Here, the trial judge believed that she could not allow volunteer counsel with thirteen years’ experience to assist a court-appointed lawyer with only eight years’ experience because the volunteer lawyer was not on the wheel. Although an indigent defendant has no right to insist that the trial court appoint a specific lawyer,9 *346interpreting the statute to prohibit volunteer co-counsel defeats a defendant’s Sixth Amendment right to counsel. The appointed lawyer did not ask the trial court to appoint the second lawyer; she did not ask to delay the trial.
The Texas Court of Criminal .Appeals has addressed the issue of volunteer counsel in relation to a volunteer prosecutor.10 The court held that the trial court had the discretion to allow “volunteer counsel to appear and assist the state in the prosecution where the prosecuting attorneys were not only present to conduct the prosecution but entirely able and well qualified to protect every interest of the state.” 11 This discretion is limited when “appearance of volunteer counsel could and would operate to prejudice the rights of the accused or to lead the jury to believe that sentiment was so aroused against the accused as to cause counsel to volunteer to assist the state.”12 In sum, whether to allow volunteer counsel is within the discretion of the trial court except when allowing or, I submit, denying the appearance of volunteer counsel negatively impacts the right of an accused to a fair trial. The record is clear in the case before us that the State had two lawyers. Two lawyers for the defense was not unreasonable.
Because Appellant’s Sixth Amendment right to counsel was abridged by the trial court’s refusal to allow volunteer counsel based solely on her absence from the wheel, I must respectfully dissent from the majority’s holding that Appellant was not allowed the assistance of more experienced volunteer counsel. Because the trial court’s error is structural and therefore not subject to harmless error analysis,13 I would reverse the trial court’s judgment and remand this case to the trial court for a new trial.

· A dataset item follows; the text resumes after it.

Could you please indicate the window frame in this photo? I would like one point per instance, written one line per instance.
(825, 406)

. United States v. Gonzalez-Lopez, 548 U.S. 140, 147-48, 126 S.Ct. 2557, 2563, 165 L.Ed.2d 409 (2006).

. Id. at 150, 152, 126 S.Ct. at 2564, 2566.

. Caplin & Drysdale, Chartered v. United States, 491 U.S. 617, 624-25, 109 S.Ct. 2646, 2652, 105 L.Ed.2d 528 (1989).

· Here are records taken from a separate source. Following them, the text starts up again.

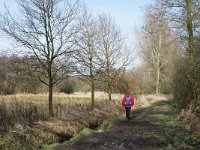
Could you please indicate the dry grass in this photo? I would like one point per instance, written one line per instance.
(24, 118)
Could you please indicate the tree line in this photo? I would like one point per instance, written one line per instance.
(169, 48)
(60, 39)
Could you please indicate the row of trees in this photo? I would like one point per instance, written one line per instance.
(57, 43)
(170, 49)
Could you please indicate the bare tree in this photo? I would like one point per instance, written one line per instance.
(184, 18)
(86, 45)
(156, 44)
(112, 54)
(46, 29)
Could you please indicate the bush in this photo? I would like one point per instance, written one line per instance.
(67, 88)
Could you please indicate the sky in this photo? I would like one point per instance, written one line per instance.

. Kozacki v. Knize, 883 S.W.2d 760, 763 (Tex.App.-Waco 1994, orig. proceeding).

. See Tex.Code Crim. Proc. Ann. art. 26.04 (Vernon 2009).

. Id. art. 26.04(c).

. Id. art. 26.04(a).

. Id. art. 26.04(b)(6).

. See King v. State, 29 S.W.3d 556, 566 (Tex.Crim.App.2000); Thomas v. State, 550 S.W.2d 64, 68 (Tex.Crim.App.1977).

. Loshe v. State, 160 Tex.Crim. 561, 272 S.W.2d 517, 520 (1954).

. Id.

. Id.

. See Gonzalez-Lopez, 548 U.S. at 150, 152, 126 S.Ct. at 2564, 2566.